AIMAC doctoral symposium 2015 day two 

Welcome to the second day of the doctoral workshop.

Bernard Cova  from KEDGE Business School kicked off a discussion on publishing or perishing (that old chestnut) with a reinterpretation of the concept to Apollonian versus Dionysian research.  The first being less publications in A level journals, the second being more varied publications in those with lesser status.

So is it visibility or journal credibility? Is getting your ideas out there as important than publishing in the most prestigious journals. Citations versus journal status. In the end the answer maybe both. We need, as academics, to be visible but also to publish in the best journals we can. For us pressing our noses against the glass window of our first journal publication it’s all just theory isn’t it? We just want to be let in.
What was interesting is there is a push to move beyond academic journals to actual societal impact study. Thus getting papers into publications like Harvard Business Review which have a wider audience than just academics. And apparently Business schools are even thinking of changing their names to Societal Schools- as they impact society not just business. I might just leave that alone. But you can still see some eye rolling when it comes to practical application, and when you read my presentation feedback below you’ll see another example. But it’s academia, contribution to theory is the main goal.
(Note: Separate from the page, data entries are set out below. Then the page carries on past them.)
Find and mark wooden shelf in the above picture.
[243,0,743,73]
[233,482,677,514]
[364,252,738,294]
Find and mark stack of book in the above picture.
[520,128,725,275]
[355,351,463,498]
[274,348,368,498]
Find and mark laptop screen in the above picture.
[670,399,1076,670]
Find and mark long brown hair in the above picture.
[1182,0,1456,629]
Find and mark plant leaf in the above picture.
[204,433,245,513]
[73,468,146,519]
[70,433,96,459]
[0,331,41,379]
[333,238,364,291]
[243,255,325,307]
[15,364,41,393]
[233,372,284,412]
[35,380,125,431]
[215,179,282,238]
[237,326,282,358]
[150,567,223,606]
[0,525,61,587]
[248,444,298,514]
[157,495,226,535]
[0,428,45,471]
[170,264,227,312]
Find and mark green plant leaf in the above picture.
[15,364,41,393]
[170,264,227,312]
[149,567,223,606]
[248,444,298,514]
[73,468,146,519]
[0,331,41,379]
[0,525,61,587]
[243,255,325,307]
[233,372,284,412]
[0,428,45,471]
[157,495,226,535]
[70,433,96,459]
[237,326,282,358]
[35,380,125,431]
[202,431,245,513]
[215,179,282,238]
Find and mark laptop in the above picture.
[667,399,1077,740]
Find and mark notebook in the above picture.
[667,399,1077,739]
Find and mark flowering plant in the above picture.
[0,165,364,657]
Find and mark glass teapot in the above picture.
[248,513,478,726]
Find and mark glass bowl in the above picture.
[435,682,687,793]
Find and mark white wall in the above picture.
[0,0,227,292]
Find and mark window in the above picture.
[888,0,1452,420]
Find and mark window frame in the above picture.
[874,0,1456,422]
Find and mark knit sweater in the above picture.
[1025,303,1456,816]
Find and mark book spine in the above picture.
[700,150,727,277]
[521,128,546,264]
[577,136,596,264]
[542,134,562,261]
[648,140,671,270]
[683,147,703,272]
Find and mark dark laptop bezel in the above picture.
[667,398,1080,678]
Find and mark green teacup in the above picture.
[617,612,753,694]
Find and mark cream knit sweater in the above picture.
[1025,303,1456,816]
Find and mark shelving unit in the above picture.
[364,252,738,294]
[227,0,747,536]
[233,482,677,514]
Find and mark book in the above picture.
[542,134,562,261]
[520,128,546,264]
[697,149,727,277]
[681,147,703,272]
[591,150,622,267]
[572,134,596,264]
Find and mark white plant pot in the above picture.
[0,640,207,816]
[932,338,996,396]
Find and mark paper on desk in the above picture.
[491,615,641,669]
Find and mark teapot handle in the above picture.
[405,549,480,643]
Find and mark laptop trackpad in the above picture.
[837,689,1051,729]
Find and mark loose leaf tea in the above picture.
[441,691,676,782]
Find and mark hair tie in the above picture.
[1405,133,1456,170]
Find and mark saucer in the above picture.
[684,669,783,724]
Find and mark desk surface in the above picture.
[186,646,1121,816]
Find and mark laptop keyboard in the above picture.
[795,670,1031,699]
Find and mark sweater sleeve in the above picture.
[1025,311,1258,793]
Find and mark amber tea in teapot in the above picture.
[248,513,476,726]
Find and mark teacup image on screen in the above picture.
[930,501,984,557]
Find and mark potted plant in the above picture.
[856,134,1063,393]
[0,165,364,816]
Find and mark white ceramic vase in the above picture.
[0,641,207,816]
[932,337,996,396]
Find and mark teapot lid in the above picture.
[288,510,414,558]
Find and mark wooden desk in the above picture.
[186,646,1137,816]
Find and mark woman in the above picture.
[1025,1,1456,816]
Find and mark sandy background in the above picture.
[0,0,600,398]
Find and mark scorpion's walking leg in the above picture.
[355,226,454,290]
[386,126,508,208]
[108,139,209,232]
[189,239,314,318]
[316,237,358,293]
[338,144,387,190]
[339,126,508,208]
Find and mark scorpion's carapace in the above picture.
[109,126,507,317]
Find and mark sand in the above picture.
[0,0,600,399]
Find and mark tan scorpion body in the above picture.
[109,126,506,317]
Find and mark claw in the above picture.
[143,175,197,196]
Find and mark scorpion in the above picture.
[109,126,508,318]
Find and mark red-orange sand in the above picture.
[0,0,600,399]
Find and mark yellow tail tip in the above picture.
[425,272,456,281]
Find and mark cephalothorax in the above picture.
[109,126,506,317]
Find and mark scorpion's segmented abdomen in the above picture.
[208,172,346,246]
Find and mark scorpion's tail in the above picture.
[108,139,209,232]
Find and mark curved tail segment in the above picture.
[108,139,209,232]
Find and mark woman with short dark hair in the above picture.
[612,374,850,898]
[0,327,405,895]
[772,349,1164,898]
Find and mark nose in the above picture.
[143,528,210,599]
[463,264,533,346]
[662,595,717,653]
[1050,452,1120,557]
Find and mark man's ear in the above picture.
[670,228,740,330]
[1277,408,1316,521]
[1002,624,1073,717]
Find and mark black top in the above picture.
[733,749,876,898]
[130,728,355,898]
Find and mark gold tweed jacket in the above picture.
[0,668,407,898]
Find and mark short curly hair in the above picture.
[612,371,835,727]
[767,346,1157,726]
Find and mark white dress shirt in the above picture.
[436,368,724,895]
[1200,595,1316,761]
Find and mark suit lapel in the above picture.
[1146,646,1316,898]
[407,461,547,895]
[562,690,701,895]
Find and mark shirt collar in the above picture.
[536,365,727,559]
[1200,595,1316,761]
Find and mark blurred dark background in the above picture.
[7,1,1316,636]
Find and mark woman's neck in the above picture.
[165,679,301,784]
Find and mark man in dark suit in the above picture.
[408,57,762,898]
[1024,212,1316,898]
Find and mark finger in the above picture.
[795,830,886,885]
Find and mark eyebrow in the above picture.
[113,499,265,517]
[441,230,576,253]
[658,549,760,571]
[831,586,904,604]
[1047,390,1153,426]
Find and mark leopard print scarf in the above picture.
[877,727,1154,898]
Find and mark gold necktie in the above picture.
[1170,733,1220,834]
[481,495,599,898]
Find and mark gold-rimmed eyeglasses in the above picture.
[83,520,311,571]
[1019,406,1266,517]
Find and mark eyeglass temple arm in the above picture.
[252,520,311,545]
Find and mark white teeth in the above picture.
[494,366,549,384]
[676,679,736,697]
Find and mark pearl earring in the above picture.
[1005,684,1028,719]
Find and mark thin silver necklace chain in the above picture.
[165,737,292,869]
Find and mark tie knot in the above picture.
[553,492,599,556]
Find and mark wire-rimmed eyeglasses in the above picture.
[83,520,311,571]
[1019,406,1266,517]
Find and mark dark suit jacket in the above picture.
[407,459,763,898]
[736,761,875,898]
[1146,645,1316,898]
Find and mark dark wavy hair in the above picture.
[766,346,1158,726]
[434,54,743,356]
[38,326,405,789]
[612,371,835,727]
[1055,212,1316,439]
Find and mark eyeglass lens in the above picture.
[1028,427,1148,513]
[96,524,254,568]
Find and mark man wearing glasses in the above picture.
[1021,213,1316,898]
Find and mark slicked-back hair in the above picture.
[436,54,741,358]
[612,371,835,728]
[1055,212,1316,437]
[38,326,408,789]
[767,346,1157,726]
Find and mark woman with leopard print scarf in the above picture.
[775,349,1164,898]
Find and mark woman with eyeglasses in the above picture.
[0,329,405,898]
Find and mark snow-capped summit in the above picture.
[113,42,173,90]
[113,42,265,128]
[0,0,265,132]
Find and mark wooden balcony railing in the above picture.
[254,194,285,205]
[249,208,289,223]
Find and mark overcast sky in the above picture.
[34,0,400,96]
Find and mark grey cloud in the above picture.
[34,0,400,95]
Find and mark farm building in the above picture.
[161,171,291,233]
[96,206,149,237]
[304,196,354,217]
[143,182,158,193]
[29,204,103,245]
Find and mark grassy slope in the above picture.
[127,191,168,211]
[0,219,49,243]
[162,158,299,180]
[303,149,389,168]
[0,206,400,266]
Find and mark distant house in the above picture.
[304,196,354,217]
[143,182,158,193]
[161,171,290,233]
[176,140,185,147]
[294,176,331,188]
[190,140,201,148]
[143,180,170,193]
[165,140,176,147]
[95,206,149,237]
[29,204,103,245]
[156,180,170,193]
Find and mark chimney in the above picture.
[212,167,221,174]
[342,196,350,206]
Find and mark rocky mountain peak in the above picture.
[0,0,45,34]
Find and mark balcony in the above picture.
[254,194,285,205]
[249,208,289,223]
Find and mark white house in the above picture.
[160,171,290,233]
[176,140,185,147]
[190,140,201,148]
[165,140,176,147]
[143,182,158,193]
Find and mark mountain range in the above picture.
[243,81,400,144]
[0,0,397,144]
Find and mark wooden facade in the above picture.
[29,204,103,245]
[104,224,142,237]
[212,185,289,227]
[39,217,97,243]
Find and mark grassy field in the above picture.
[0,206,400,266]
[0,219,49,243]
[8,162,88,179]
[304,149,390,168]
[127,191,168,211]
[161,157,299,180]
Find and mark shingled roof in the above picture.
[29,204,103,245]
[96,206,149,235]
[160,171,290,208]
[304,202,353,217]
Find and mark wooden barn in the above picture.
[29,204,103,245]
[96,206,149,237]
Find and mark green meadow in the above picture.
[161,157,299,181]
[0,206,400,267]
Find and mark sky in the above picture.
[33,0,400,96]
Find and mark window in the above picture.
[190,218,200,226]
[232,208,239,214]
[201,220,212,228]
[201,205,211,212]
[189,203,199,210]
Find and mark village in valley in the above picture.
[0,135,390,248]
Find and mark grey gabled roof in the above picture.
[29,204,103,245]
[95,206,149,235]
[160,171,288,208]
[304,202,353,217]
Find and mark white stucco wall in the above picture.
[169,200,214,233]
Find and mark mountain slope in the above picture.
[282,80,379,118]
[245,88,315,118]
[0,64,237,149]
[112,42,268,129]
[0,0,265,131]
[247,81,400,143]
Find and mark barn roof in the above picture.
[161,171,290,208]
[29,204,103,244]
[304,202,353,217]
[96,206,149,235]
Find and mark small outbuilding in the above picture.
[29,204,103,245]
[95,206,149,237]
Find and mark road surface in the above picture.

No discussion about platforms like The Conversation that get academic ideas out to a wider audience, but I’m guessing it isn’t as well known in Europe as elsewhere.

Joyce Liddle  from IMGPT Aix-en-Provence University was more practical in advice, build your own network. Impact in your way. Yes academic but publish in places where your can contribute to the conversation. I could see Joyce at UTS as she has the same approach as many I encounter there. 

Gretchen, who I mention yesterday, also raised the idea of broader visibility, including media and social media. It’s all a platform for ideas.

Then we were off for the last doctoral presentations….including mine.

My presentation went well on one perspective and badly in another. The audience reacted well. Good questions and engagement. The feedback from the assessors was focused largely  on one point, which zeroed in on a big fear I have- I’m not academic enough. My presentation style is spare, I don’t use a lot of words on PowerPoint or data dump lots of references. So the assessor asked me what were the three key academic articles I’m responding to. And I don’t have that to the point I clearly need to. I’m working in a cross disciplinary way, not relating to an existing model or conceptual framework, so I can’t say I’m building on X author. Though of course in retrospect I could has said I’m building on the work of Jo Caust….but mind blanks at the time.  Consequently the feedback was I could be writing a consultant report not a PhD. OUCH. How to demoralise someone moving into academia late in life. 
I’m not arguing with the feedback, it’s likely spot on, but highlights what I think is my major weakness, articulated yesterday, that I may not be academically aligned to arts management as much as I need to long term (if I want an academic career, this whole process raises the question that maybe I AM a consultant long term, not an academic.) I did get a lot more feedback and discussion over lunch from both Gretchen and Ruth, the academic organising the doctoral program, which was incredibly valuable and extremely kind of them. In some cases my weakness was not my research, but my presentation which probably wasn’t “academic enough” in terms of demonstrating my theoretical understanding (which is there.)  It reiterates the fact  I think I need Melbourne based support within the arts management or business field as I enter the writing stage.  Ruth suggested a few names, including Amanda Sinclair, which anyone who has read this blog knows, I THINK IS AN ABSOLUTE LEGEND. I could only dream having advice from someone of that calibre.
So enough soul searching and whining. Now I’ve got 24 hours or so to decompress before the main conference starts on Sunday night. From here on this blog will feature the key themes in the HR track at the conference. (And my personal blog may get a post on life in Aix-en-Provence.)